In both experiments, we found robust suppression of the high-probability distractor color when regularities were present. Furthermore, subjects who showed the suppression effect when regularities were present continued to suppress the high-probability color when regularities were absent. In Experiment 2, we found additional evidence for long-term distractor suppression, as RTs were slower when the target array was presented in the previously learned high-probability distractor color. Overall, our results demonstrate that learned distractor colors can be suppressed independent of a spatial suppression mechanism, and that this suppression is supported by statistical learning of distractor feature values.

Experiment 1

The goal of Experiment 1 was to determine whether feature-specific suppression occurs when stimuli are spatially overlapping. If so, this would suggest that feature control mechanisms can be independent of spatial control operations. We also sought to test whether suppression was transient, consistent with intertrial priming, or whether suppression persisted over longer periods of time, consistent with statistical learning.

Method

Participants

The study protocol was approved by the UCSB institutional review board. Twenty-four participants (16 female, mean age = 18.5 years) were recruited from the University of California, Santa Barbara (UCSB) subject pool. All participants reported normal or corrected-to-normal vision and either received course credit or $10/hr upon completing the experimental session. Participants gave written consent prior to participating in the study. Previous work investigating color suppression using a visual search task (Stilwell et al., 2019) reported an effect size of \( {\eta}_p^2 \) = 0.68 and a power analysis using this effect size indicated that four subjects were needed to obtain 80% power.
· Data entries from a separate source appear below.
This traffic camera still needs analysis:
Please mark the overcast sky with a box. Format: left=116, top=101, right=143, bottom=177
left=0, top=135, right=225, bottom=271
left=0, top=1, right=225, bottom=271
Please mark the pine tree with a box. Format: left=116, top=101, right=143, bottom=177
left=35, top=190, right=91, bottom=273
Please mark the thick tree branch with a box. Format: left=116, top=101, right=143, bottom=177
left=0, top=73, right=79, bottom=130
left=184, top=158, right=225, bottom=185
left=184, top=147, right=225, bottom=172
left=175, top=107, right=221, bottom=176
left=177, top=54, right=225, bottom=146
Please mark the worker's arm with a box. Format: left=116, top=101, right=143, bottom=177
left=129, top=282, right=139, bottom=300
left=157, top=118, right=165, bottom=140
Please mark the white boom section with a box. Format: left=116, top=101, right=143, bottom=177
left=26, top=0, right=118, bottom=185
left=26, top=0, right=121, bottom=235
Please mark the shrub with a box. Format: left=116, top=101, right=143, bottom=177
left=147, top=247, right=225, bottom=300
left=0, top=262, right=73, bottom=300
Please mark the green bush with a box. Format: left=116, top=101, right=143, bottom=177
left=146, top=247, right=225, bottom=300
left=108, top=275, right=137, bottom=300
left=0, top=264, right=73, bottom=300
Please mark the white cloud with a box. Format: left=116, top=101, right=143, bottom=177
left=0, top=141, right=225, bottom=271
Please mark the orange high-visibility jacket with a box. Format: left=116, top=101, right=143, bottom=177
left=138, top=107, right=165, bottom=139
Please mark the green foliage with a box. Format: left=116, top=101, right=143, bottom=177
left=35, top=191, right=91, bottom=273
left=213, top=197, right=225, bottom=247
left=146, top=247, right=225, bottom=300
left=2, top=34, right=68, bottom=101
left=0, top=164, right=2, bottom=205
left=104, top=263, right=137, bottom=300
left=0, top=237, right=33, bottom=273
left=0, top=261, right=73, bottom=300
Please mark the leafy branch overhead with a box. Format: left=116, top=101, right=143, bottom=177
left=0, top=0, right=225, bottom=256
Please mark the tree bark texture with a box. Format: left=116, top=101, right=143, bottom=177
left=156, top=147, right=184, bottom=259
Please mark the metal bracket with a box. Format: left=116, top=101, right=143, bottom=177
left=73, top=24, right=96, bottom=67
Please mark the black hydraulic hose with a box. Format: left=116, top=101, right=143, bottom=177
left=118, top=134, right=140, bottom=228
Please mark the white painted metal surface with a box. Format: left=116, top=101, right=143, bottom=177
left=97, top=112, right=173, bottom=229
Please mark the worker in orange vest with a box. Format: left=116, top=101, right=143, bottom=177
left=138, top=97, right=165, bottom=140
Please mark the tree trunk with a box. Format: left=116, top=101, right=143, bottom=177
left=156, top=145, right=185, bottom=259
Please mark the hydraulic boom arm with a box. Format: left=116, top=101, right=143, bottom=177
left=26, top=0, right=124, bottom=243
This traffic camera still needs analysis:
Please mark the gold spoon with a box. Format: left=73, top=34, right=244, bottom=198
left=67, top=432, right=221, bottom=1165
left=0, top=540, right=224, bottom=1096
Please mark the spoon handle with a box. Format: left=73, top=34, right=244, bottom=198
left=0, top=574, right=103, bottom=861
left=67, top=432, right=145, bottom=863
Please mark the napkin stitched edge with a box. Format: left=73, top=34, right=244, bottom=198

Since our study used a different task, we collected data from 24 participants to ensure enough statistical power to detect effects in our experiments.

Apparatus and stimuli

Participants viewed stimuli in a darkened room on a 25-in LED-backlit LCD screen with a resolution of 2,560 × 1,440 pixels. They were seated approximately 60 cm away from the screen. Stimuli were presented using MATLAB and Psychtoolbox (Brainard, 1997).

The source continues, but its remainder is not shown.